A most interesting aspect of the current debate on nuclear arms control is the lack of comment on the Reagan administration's foreclosure of further negotiations on a Comprehensive Test Ban Treaty (CTB). There were news stories reporting President Reagan's decision to stop negotiations for a treaty, but I've seen no follow-ups of any substance anywhere in the media or on Capitol Hill.
Reagan's sincerity on nuclear arms control and eventual disarmament is once again in question.
The president's excuse for ceasing efforts to obtain a CTB is that his administration will instead seek to upgrade, or perfect, the Threshold Test Ban (TTB) and the Peaceful Nuclear Explosions (PNE) treaties, with respect to the means of verification of those instruments.
"Verification" is the question raised consistently by those who have time after time opposed any ban on the testing of nuclear explosives. Arms designers and some in the military have raised this scarecrow every time it appeared likely that any administration was going forward with a test ban treaty, and they have propagandized Congress and the nation with it.
Now Reagan has abandoned an effort started during the Eisenhower administration and carried forward by every president since, on which considerable progress has been made.
The whole idea of a Comprehensive Test Ban Treaty is to make verification unnecessary. With a CTB in force, the world could simply watch its seismographs, and any suspicious "earthquake" would be subject to immediate question. "National Technical Means" of observation -- a euphemism for spy satellites -- insure observation of any atmospheric tests.
It is generally agreed among arms control specialists that the provisions for verification of nuclear explosions already included in the TTB, the PNE and in SALT II could render Russian cheating almost immediately observable. Experts from a variety of public and private agencies here generally agree that if the provisions already accepted by the Soviet and American negotiators were ratified and therefore functional, a nuclear explosion of 0.5 kilotons could be verified almost immediately anywhere in the world. Yet the Reagan administration continues to allege that an explosion of 150 kilotons, or 300 times as large as 0.5 kilotons, would be unverifiable.
The Russians have a justified reputation for being tough negotiators. The Standing Consultative Commission (SCC), a super-secret joint American-Soviet body established under the provisions of the SALT I Treaty, which became effective in 1972, provides part of the record on Soviet capacity to live up to agreements. A former U.S. representative on the SCC, Sidney N. Graybeal, told the Senate Foreign Relations Committee in 1979: "I do not believe that the Soviets would enter into any agreement which required them to cheat in order to attain their military objectives, or on which they planned to cheat."

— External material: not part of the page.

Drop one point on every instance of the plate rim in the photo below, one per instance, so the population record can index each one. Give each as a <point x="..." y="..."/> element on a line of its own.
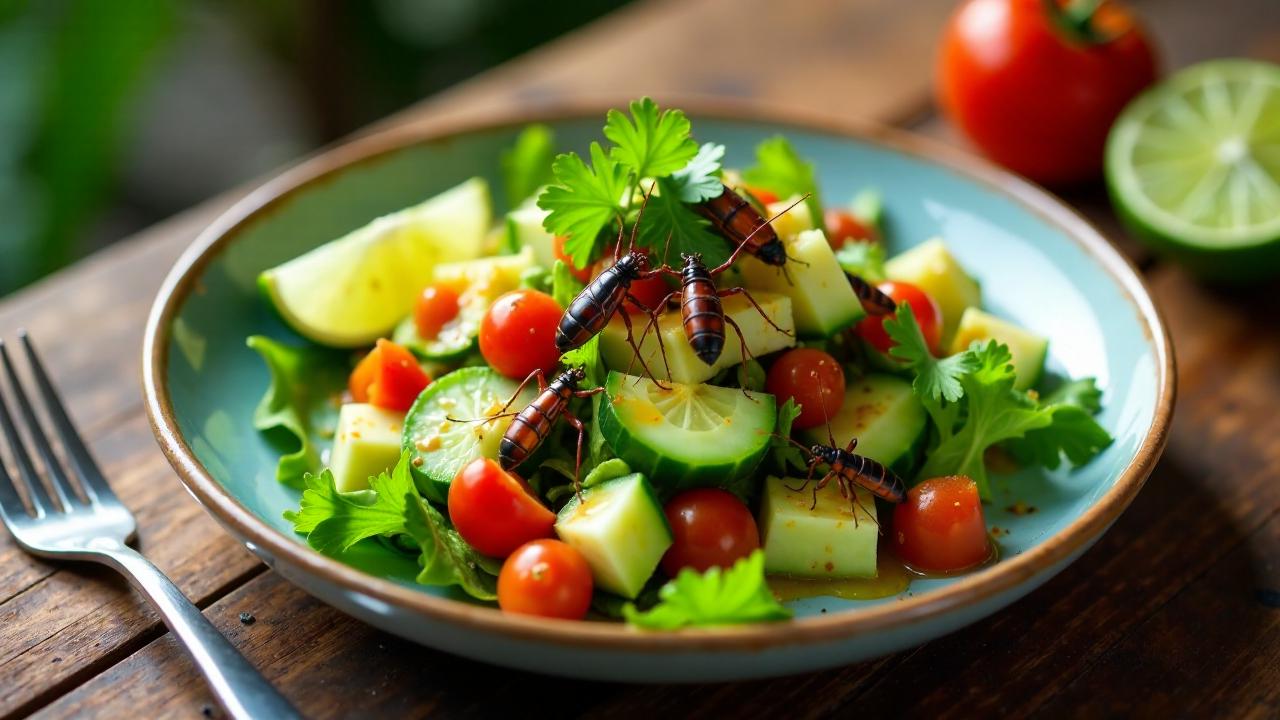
<point x="968" y="592"/>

Graybeal pointed out to the committee that the Russians have lived up to the letter of any nuclear arms treaty they have signed. "This is not to say that they will not press the agreement to its limit . . ." Graybeal said. However, with respect to the Soviet propensity to cheat, Graybeal also concluded that "the risk of being caught is always greater than zero."
The Soviets, in fact, have agreed to verification methods for the three treaties in question that would have been unthinkable in the political climate 25, or perhaps even 10 years ago. These methods include the use of tamper-proof instrumentation for on-site installation and on-site seismic devices. The Soviets have even agreed to allow on-site inspection by specialists in case of ambiguous events. This is an unprecedented political concession by the Soviets and, if acted upon by the United States could have lasting effects on the ability of the two superpowers to control nuclear arms.
It is this last fact that scares the pants off the weapons designers and the military. As one analyst here in Washington has said, the Joint Chiefs "turn pasty white at the idea" of Soviet specialists running around the testing sites of Nevada and New Mexico. The military and the weapons designers want to conduct a whole new series of tests of a new generation of weapons, and that is their reason for being unenthusiastic about the appearance of Russian technicians at American test sites. They have been talking for years about the need for verification and now, with verification nearly at hand, they are backing away.
The cries about verification, in the context of the new Russian willingness to verify, also lends credence to the general belief among arms specialists that the Reagan administration wishes to depend on nuclear weapons for our security, instead of negotiating arms control or limitations on arms.
With a CTB, we could -- or perhaps will -- establish the principle that the United States is committed to arms control. We will have gotten major concessions from the Soviet Union. However, a CTB is not the be-all and end-all. It will represent, if we can attain it, only one more step down the road to the control and possible banning of the use of nuclear weapons.
Arms control specialists are disturbed that the Reagan decision to end efforts for a CTB is evidence that the administration is caving in to the demands of the weapons designers and the military -- the whole bureaucracy at the Department of Defense, the Department of Energy, which manufactures the bombs, and other elements that oppose nuclear arms control.
Some officials at the Arms Control and Disarmament Agency are concerned that the White House staff, some at the Department of State and many at the Pentagon seem to believe that the nuclear freeze movement here and abroad will wither away. If this is so, they and Reagan must be depending on the silence of the press and the preoccupation of Congress for help in preventing examination of the record.